US20240320872
2024-09-26
Physics
G06T11/00
The disclosed method involves generating images using a machine learning model that integrates both text and image prompts. The process begins by obtaining embeddings for a text prompt and an image prompt. These embeddings are then mapped into a joint embedding space, which allows for the combination of both textual and visual information.
In the system, the text embedding is transformed into a joint text embedding, while the image embedding is converted into a joint image embedding. This mapping is crucial as it enables the model to utilize both types of input effectively. By conditioning the image generation model on these mapped embeddings, the system can create images that accurately reflect the descriptions and styles provided by the user.
The apparatus consists of several components, including processors and memory units that work together to facilitate image generation. Key elements include a text mapping network and an image mapping network, both trained to produce joint embeddings. Additionally, an image generation model synthesizes images based on these embeddings, ensuring high fidelity to the original prompts.

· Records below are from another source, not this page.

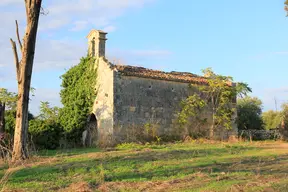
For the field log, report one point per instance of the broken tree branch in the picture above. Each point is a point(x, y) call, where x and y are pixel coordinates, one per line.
point(16, 58)
point(18, 36)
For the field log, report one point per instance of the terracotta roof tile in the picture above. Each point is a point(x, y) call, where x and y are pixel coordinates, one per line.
point(184, 77)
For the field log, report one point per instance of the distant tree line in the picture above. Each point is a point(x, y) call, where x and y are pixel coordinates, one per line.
point(53, 123)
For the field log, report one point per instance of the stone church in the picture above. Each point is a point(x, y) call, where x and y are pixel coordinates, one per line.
point(135, 103)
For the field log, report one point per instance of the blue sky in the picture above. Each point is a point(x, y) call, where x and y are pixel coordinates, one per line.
point(244, 39)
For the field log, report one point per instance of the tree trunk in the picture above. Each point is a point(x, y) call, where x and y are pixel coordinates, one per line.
point(2, 117)
point(211, 129)
point(24, 74)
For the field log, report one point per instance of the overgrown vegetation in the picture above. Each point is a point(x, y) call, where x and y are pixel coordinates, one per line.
point(249, 111)
point(77, 96)
point(217, 96)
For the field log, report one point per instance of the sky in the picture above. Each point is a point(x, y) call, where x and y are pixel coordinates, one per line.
point(244, 39)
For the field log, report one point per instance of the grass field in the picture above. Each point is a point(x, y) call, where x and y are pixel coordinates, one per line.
point(190, 166)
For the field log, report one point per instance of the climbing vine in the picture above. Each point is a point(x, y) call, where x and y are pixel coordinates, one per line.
point(77, 95)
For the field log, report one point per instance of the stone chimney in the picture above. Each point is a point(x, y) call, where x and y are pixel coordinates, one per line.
point(96, 43)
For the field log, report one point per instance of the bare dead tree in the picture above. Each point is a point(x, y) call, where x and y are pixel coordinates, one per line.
point(2, 115)
point(24, 73)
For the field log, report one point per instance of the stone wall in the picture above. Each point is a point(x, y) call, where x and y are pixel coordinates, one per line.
point(146, 107)
point(103, 107)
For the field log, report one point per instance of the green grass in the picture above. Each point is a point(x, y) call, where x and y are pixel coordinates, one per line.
point(171, 167)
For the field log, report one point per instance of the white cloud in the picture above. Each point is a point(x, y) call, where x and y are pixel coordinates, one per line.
point(57, 48)
point(9, 2)
point(109, 28)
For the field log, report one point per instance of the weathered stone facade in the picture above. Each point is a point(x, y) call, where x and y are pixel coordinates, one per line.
point(137, 104)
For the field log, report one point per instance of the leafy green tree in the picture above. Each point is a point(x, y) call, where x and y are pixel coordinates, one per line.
point(45, 130)
point(271, 119)
point(10, 120)
point(218, 94)
point(249, 111)
point(77, 96)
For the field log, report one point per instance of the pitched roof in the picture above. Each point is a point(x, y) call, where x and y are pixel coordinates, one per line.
point(184, 77)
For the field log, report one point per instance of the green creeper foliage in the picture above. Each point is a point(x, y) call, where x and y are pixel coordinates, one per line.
point(10, 119)
point(77, 95)
point(271, 119)
point(217, 95)
point(249, 111)
point(190, 108)
point(9, 98)
point(45, 131)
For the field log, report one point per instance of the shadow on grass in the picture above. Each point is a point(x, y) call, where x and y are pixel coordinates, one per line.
point(67, 152)
point(141, 165)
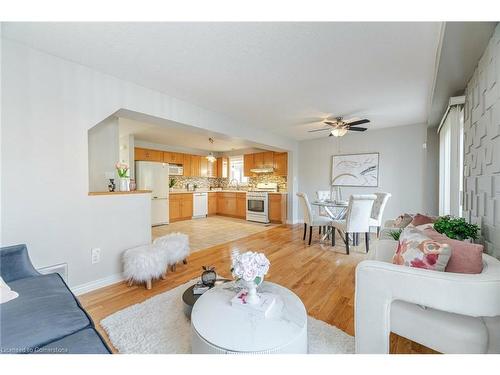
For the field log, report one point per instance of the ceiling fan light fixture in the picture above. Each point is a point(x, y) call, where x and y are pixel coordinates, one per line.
point(211, 158)
point(339, 132)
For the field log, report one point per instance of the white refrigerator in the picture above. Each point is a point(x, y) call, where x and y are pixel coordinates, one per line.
point(154, 176)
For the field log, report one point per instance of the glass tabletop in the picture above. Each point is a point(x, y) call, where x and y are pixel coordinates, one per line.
point(327, 203)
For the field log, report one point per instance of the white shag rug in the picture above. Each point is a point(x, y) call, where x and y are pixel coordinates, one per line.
point(159, 326)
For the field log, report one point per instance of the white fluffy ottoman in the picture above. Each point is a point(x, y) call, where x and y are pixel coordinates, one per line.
point(143, 264)
point(175, 247)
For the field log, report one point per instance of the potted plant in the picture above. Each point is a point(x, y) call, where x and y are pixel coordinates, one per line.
point(456, 228)
point(122, 170)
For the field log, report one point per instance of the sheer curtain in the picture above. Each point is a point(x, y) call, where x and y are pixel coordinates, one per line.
point(451, 151)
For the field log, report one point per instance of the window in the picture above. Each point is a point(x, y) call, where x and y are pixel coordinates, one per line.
point(451, 160)
point(236, 170)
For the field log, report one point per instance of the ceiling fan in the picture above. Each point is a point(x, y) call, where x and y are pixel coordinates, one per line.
point(338, 127)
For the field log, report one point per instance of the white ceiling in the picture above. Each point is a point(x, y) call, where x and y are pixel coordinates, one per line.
point(269, 75)
point(181, 136)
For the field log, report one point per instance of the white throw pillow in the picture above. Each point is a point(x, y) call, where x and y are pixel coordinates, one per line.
point(6, 294)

This approach improves upon traditional image generation systems that typically rely on only one type of input (either text or image). By integrating both inputs into a single framework, the system can produce more accurate and contextually relevant images. The ability to generate images from diverse textual conditions enhances its applicability across various domains.
Users can interact with the system through a user interface, providing both text and image prompts. The generated output may initially be a low-resolution image, which can then be enhanced to high resolution through techniques like generative adversarial networks (GANs). This process allows users to receive detailed and visually appealing images based on their specific inputs.